Category: 1003-21-0

1003-21-0,Some common heterocyclic compound, 1003-21-0, name is 5-Bromo-1-methyl-1H-imidazole, molecular formula is C4H5BrN2, traditional synthetic route has been very mature, but the traditional synthetic route has various shortcomings, such as complicated route, low yield, poor purity, etc, below Introduce a new synthetic route.

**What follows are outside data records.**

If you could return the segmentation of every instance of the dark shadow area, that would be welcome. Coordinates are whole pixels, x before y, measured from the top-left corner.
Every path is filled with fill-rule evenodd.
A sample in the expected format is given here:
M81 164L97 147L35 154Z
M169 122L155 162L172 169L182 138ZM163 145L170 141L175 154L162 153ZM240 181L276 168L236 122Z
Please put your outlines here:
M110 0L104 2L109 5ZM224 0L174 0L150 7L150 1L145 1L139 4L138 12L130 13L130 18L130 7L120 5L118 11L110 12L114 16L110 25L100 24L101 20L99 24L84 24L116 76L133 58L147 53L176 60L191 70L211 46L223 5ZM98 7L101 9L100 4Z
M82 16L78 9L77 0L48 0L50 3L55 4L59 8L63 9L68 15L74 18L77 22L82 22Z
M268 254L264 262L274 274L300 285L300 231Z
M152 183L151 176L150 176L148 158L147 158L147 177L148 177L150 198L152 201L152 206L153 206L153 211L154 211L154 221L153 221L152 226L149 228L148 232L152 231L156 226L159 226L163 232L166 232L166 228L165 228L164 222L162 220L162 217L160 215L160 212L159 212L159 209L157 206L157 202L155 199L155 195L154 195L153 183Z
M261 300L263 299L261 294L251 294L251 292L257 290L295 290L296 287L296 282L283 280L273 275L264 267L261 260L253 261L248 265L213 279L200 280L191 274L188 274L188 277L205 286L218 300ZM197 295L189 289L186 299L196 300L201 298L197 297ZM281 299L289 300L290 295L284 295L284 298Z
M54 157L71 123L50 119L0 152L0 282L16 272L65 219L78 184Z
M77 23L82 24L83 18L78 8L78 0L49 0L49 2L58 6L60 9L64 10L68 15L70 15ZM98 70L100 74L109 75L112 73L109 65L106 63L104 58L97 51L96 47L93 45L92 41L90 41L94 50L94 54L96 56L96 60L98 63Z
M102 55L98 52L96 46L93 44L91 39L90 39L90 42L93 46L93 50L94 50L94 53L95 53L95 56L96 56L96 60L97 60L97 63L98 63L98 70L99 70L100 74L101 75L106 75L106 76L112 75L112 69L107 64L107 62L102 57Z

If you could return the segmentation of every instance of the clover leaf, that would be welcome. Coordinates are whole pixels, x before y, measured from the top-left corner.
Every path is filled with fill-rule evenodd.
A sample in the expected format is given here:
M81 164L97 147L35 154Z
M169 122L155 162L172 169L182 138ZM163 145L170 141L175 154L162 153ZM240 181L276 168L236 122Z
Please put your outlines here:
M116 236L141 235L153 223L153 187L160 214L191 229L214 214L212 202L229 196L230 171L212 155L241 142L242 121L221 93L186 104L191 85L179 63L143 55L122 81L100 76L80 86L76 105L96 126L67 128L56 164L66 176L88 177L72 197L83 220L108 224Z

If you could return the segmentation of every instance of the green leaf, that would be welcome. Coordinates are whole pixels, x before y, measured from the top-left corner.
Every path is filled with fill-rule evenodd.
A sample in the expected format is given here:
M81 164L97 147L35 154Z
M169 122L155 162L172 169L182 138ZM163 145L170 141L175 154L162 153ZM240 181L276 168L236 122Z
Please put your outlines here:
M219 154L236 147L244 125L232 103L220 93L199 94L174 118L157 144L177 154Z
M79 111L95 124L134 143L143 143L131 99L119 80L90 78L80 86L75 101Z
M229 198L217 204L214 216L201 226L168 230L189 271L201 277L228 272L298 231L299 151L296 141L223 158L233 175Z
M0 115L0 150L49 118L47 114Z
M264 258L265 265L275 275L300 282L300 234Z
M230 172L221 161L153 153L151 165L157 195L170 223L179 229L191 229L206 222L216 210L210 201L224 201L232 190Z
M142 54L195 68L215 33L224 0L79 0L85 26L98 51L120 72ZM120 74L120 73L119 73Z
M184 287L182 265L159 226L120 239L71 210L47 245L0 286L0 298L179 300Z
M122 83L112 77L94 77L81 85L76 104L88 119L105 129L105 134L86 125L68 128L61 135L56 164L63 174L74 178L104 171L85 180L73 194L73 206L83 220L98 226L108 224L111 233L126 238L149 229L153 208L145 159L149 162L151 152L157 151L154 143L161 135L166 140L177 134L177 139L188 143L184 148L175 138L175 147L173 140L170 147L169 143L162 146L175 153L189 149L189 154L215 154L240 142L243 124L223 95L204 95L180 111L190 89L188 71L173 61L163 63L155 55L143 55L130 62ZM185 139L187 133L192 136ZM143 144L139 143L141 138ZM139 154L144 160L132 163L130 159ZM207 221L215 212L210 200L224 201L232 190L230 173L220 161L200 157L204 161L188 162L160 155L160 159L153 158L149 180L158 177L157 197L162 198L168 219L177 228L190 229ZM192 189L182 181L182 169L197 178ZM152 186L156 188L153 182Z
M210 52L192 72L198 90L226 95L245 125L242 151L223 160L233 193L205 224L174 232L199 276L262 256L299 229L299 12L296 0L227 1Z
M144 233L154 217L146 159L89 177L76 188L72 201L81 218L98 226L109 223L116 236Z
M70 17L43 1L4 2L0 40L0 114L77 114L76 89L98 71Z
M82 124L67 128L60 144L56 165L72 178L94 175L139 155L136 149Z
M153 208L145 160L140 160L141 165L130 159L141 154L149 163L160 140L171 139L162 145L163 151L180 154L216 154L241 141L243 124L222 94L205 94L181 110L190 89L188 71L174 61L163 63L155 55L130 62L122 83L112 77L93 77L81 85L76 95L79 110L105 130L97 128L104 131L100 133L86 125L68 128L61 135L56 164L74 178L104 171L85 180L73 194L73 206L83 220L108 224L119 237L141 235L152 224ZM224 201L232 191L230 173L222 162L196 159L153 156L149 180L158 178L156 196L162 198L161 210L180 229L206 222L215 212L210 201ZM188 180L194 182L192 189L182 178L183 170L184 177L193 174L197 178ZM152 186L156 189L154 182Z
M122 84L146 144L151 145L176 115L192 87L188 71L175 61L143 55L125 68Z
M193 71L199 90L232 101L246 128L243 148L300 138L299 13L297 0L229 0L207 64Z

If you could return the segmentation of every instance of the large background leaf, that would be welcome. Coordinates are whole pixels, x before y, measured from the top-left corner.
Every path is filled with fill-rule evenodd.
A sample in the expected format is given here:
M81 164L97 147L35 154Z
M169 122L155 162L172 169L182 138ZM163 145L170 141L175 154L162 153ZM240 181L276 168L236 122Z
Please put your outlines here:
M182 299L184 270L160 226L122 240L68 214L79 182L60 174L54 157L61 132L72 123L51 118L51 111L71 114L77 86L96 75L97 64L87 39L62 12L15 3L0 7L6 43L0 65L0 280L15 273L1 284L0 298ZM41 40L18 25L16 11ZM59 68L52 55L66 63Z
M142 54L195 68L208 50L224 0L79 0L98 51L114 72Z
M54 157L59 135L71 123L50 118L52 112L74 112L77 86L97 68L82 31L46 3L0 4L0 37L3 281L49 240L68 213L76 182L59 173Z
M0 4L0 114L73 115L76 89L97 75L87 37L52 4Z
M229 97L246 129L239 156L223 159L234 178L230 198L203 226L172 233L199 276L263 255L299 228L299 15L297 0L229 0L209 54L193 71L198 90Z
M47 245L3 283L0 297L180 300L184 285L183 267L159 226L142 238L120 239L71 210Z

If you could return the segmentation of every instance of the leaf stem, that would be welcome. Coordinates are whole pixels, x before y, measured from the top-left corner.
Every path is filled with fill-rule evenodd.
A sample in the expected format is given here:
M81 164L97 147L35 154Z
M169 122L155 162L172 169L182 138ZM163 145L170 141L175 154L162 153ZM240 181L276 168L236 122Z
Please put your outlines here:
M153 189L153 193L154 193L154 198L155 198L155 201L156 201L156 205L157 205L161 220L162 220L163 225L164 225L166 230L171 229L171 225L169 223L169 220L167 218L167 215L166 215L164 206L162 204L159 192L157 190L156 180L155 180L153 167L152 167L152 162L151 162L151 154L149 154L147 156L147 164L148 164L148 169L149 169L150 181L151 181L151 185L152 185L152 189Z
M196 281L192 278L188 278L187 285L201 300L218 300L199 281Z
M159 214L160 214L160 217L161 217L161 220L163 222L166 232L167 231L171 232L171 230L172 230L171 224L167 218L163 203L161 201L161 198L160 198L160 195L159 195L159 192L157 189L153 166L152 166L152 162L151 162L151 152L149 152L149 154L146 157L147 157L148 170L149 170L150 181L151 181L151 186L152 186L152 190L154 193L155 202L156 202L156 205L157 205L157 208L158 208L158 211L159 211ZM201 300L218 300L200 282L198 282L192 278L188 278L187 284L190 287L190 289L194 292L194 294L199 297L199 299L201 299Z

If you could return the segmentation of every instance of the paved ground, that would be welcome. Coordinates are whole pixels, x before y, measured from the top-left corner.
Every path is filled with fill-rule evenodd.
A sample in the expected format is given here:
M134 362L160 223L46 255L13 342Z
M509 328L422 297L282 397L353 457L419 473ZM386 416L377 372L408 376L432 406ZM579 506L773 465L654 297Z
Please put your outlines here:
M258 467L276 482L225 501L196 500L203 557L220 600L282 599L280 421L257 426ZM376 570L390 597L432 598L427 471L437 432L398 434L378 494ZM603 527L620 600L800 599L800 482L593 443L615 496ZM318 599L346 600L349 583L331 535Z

To a solution of 5-bromo-1-methyl-1H-imidazole (3.22 g, 19.98 mmol) in DCM (15 mL) was added ethyl magnesium bromide (6.66 mL, 19.98 mmol, 3.0 M in diethyl ether) dropwise over a 10 minute period. The resulting orange-red solution was stirred at room temperature for 15 minutes, cooled in an ice bath to 0 C. and N-methoxy-N-methyl-4-nitrobenzamide (3.5 g, 16.65 mmol, Intermediate 7: step a) dissolved in DCM (10 mL) was added dropwise. The ice bath was removed and the solid suspension stirred at room temperature for 48 hours. Water was added followed by 6 M aqueous HCl to a neutral pH (pH=6-7). The aqueous mixture was extracted with DCM, dried over Na2SO4, filtered and concentrated. Et2O was added and the mixture sonicated. The precipitate was collected by filtration and dried to provide the title compound as a tan solid.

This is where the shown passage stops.